Remix.run Logo
alanfranz 3 days ago

I think it’s an old analogy, and a good one. LLMs are for knowledge what mp3s were for audio.

This was widely discussed in the past years as well.

cush 2 days ago | parent | next [-]

It's a terrible analogy because LLMs are already for audio what LLMs are for audio. You can use LLMs to create new songs and sounds. Encyclopedias don't create new songs.

simonw 3 days ago | parent | prev [-]

The older analogy was to JPEG compression - I linked to that in my post (the Ted Chiang link). https://www.newyorker.com/tech/annals-of-technology/chatgpt-...

saberience 3 days ago | parent [-]

This analogy has been used for machine learning since way before ChatGPT, my co workers and I were discussing this idea but for LSTM models in roughly 2018.

What’s old is new again.

simonw 3 days ago | parent [-]

Are you talking about lossy compression or a lossy encyclopedia?

saberience 3 days ago | parent [-]

I work in the AI field and I've heard every analogy possible for LLMs since ChatGPT was released, including many variants of Encylopedias (Grolier/Encarta etc), although, analogies to encyclopedias have always been (for me) quite limited as encyclopedias are just static data-stores and also are riddled with errors and out of date (just like LLMs). LLMs however can provide output which is completely novel and has never been seen before.

Pre LLMs we had already been working on content generation using prior tech, including texture generation pre diffusion models and voice generation (although it sounded terrible). At my company we spent hours discussing the difference between various data compression algorithms and ML techniques/model architectures and what was happening inside ML models and also, inside our brains! But even then we didn't think anything we were discussing was novel at all, these ideas were (and still are) obvious.

Anyway, back on the topic, of the LLM as encyclopedia, you can USE an LLM for encyclopedia-like workloads, and in some cases it is better or worse than an actual encyclopedia. But in the end, encyclopedias are written by flawed humans just like all the data that went into training the LLM was written by flawed humans. Both encyclopedias and LLMs are flawed and in different ways, but LLMs at least can do new things.

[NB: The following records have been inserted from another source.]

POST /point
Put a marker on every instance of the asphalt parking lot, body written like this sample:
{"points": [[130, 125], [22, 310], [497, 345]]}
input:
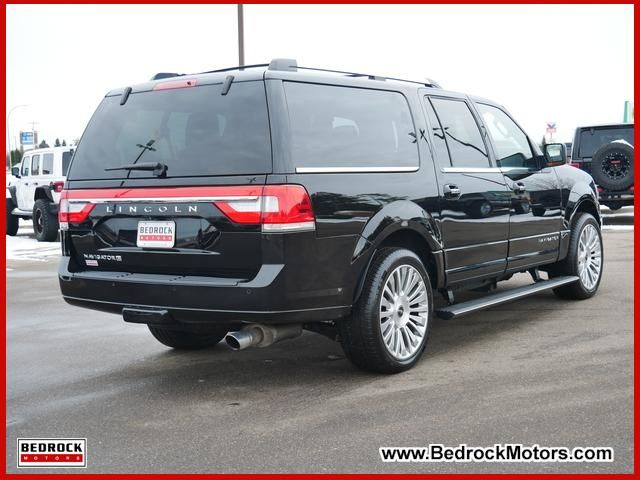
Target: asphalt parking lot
{"points": [[539, 371]]}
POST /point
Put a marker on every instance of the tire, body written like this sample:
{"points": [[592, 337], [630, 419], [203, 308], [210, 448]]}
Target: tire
{"points": [[45, 223], [13, 222], [571, 265], [361, 334], [181, 339], [612, 166]]}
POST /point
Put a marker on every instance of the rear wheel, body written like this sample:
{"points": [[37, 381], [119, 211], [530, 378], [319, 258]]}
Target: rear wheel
{"points": [[13, 222], [182, 339], [584, 260], [45, 223], [389, 326]]}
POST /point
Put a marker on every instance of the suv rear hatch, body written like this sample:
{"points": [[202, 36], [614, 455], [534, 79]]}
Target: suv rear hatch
{"points": [[165, 180]]}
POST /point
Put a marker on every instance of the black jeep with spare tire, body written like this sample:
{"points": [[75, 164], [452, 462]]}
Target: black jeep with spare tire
{"points": [[252, 203], [606, 152]]}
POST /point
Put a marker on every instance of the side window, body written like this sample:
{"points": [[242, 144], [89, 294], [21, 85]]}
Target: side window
{"points": [[342, 127], [510, 142], [66, 160], [35, 165], [466, 147], [26, 166], [439, 143], [47, 164]]}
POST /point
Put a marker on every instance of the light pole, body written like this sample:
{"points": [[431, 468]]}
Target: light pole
{"points": [[240, 35], [9, 135]]}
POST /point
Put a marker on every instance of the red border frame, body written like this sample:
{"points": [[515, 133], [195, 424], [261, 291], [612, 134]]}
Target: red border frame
{"points": [[636, 356]]}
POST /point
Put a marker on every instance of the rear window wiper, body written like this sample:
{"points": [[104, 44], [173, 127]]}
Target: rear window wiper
{"points": [[158, 169]]}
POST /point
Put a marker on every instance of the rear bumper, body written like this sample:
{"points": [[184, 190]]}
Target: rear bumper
{"points": [[194, 300]]}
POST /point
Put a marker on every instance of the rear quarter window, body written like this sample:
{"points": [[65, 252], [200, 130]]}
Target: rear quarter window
{"points": [[336, 127]]}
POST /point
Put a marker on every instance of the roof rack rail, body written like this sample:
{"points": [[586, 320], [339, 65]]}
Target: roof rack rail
{"points": [[239, 67], [429, 83], [283, 64], [161, 75], [291, 65]]}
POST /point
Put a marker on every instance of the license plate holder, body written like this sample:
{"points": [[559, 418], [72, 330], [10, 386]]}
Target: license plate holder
{"points": [[156, 234]]}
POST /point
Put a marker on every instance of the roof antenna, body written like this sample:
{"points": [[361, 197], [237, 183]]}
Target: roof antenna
{"points": [[125, 95], [226, 85]]}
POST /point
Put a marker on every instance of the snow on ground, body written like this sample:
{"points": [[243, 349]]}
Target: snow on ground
{"points": [[24, 246]]}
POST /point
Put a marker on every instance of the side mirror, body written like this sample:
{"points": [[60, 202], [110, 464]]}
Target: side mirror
{"points": [[555, 154]]}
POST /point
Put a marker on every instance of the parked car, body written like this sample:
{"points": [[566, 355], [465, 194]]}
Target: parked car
{"points": [[252, 203], [35, 192], [606, 152]]}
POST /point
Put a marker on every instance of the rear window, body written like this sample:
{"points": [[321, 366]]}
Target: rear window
{"points": [[342, 127], [594, 138], [193, 131]]}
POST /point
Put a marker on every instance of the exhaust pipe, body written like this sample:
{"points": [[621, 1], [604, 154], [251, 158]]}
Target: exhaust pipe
{"points": [[256, 335]]}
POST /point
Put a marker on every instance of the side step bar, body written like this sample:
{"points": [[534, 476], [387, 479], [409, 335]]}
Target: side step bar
{"points": [[458, 309]]}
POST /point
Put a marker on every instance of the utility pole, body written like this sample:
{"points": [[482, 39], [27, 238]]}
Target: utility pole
{"points": [[9, 134], [35, 137], [240, 35]]}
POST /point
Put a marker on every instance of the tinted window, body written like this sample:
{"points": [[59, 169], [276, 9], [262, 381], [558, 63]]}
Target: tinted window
{"points": [[47, 164], [510, 142], [461, 132], [35, 165], [350, 127], [193, 131], [66, 160], [439, 142], [594, 138], [26, 166]]}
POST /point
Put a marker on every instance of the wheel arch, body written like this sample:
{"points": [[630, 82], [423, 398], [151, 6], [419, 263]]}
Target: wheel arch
{"points": [[403, 224], [586, 204]]}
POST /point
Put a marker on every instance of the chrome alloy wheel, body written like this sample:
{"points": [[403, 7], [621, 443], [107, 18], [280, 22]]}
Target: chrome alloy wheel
{"points": [[404, 312], [589, 257]]}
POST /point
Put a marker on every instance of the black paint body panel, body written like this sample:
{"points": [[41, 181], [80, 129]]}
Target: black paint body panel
{"points": [[224, 272]]}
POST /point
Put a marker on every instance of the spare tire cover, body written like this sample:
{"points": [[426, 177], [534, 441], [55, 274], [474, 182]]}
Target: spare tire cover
{"points": [[612, 166]]}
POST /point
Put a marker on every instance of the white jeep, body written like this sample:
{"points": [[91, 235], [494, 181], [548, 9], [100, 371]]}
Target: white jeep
{"points": [[34, 192]]}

I actually think a better analogy to an LLM is to the human brain than an encyclopedia, lossy or not. I think we massively overrate our brains and underrate LLMs. The older I've gotten the more I realize the vast majority of people talk absolute rubbish most of the time, exaggerate their knowledge, spout "truths" which are totally inaccurate, and fake it till they make it throughout most of their life. If you were fact checking the entire population on everything they said on a day to day basis, I think the level of "hallucination" would be much higher than Claude Opus 4.1. That is, I think our level of scrutiny is MUCH higher for LLMs than it is for our friends and co-workers. We tend to assume that if another human says something to us like "New York has a higher level of crime than Buenos Aires", we take them at face level usually, due to various psychological and social priming. But we fact check our LLMs on statements such as these.

simonw 2 days ago | parent [-]

My analogy isn't up an encyclopedia, it's to a "lossy encyclopedia" - I don't think an encyclopedia analogy is valid precisely because LLMs don't have perfect factual recall.